The school in Lancaster Way was graded as ‘requiring improvement’ during a visit from inspectors at the end of January, which came just a few months after Claydon High School was given the same rating.

Inspectors singled out the achievement of pupils, quality of the teaching and the leadership and management as the school’s weaker areas – but the behaviour of pupils was graded as good.

Because of changes to Ofsted’s grading guidelines, the primary school and high school will both be subjected to visits within two years and, if improvements are not made, could be plunged into special measures.

But Mary Ashcroft and Gary Pilkington, the headteachers at Claydon Primary School, are confident the inspectors will see a big change at the site when they next visit.

In a statement, they said: “We are pleased that Ofsted recognised that the school is ambitious to improve and there is a positive atmosphere in the school, supported by well behaved pupils.
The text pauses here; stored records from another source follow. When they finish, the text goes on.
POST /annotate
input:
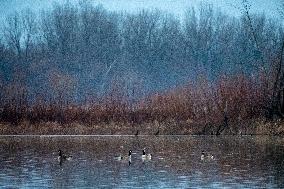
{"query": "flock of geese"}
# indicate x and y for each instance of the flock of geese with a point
(127, 158)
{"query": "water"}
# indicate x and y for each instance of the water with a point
(239, 162)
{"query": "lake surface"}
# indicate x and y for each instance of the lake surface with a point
(239, 162)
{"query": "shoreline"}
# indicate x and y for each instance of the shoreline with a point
(167, 128)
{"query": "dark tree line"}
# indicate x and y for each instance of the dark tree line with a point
(77, 54)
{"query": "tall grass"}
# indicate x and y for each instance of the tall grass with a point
(238, 97)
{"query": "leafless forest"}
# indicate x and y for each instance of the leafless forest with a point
(84, 64)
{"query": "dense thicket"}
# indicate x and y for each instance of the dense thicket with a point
(85, 54)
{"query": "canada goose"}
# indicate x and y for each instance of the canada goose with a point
(157, 133)
(137, 133)
(121, 158)
(146, 156)
(206, 156)
(62, 157)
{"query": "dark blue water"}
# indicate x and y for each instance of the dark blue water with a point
(247, 162)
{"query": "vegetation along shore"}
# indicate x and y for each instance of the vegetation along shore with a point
(85, 70)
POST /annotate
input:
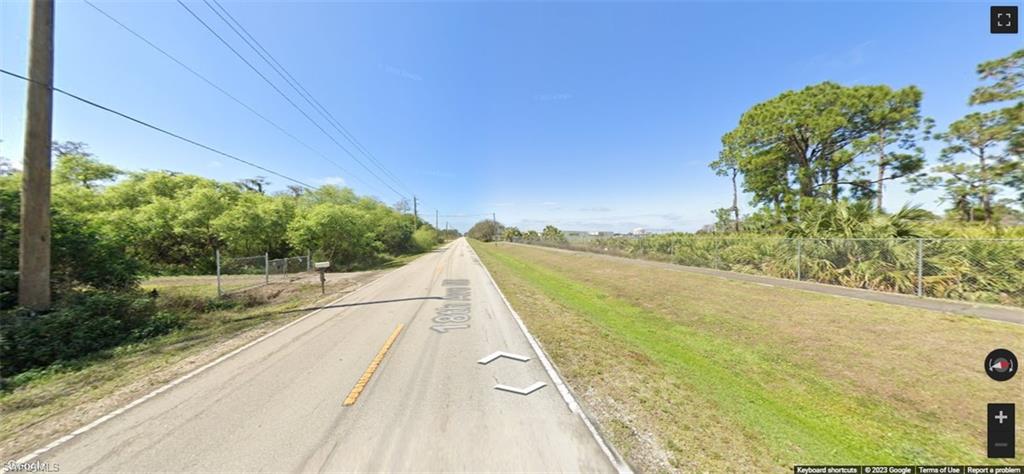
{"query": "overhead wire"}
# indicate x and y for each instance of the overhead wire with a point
(159, 129)
(303, 92)
(282, 93)
(224, 92)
“We acknowledge that there are issues for improvement and we will fully understand our strengths and weaknesses and actions required to improve.
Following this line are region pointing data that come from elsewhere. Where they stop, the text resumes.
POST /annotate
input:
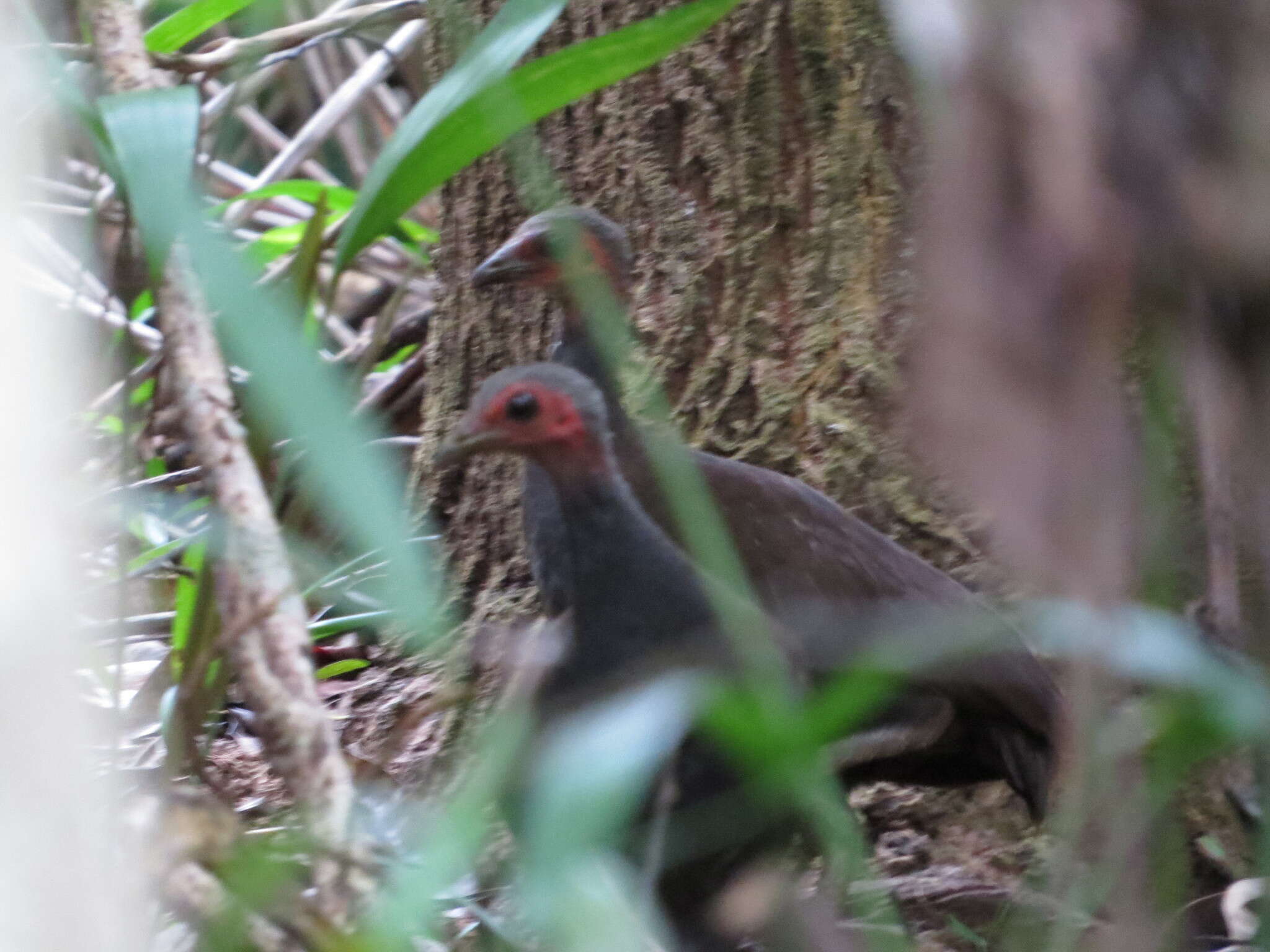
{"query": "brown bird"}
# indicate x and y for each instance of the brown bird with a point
(998, 714)
(639, 607)
(637, 603)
“Ofsted recognised this and identified it as a strength of the school.

“Working closely with and accountable to the governing body, we are continuing with our planned actions to raise the quality of teaching and pupil attainment.”

Claydon High School’s Ofsted report was released in December and inspectors visited again in January to check on progress at the school.

Inspector John Mitcheson said the school was working hard to make improvements with additional tutors being appointed to provide one-to-one support in mathematics.

Mr Mitcheson also said governors now have a clearer understanding of how they need to support and challenge senior leaders.

The Star attempted to contact bosses at Claydon High School but they were unavailable for comment.